CSP, as a process calculus, is fundamentally a theoretical thing that enables us to formalize and study some aspects of a parallel program.
If you instead want a theory that enables you to build distributed programs, then you should take a look to parallel structured programming.
Parallel structural programming is the base of the current HPC (high-performance computing) research and provides to you a methodology about how to approach and design parallel programs (essentially, flowcharts of communicating computing nodes) and runtime systems to implements them.
A central idea in parallel structured programming is that of algorithmic skeleton, developed initially by Murray Cole. A skeleton is a thing like a parallel design pattern with a cost model associated and (usually) a run-time system that supports it. A skeleton models, study and supports a class of parallel algorithms that have a certain "shape".

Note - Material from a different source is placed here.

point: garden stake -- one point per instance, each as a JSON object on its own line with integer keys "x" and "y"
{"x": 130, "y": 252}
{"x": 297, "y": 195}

As a notable example, mapreduce (made popular by Google) is just a kind of skeleton that address data parallelism, where a computation can be described by a map phase (apply a function f to all elements that compose the input data), and a reduce phase (take all the transformed items and "combine" them using an associative operator +).
I found the idea of parallel structured programming both theoretical sound and practical useful, so I'll suggest to give a look to it.
A word about multi-threading: since skeletons addresses massive parallelism, usually they are implemented in distributed memory instead of shared. Intel has developed a tool, TBB, which address multi-threading and (partially) follows the parallel structured programming framework. It is a C++ library, so probably you can just start using it in your projects.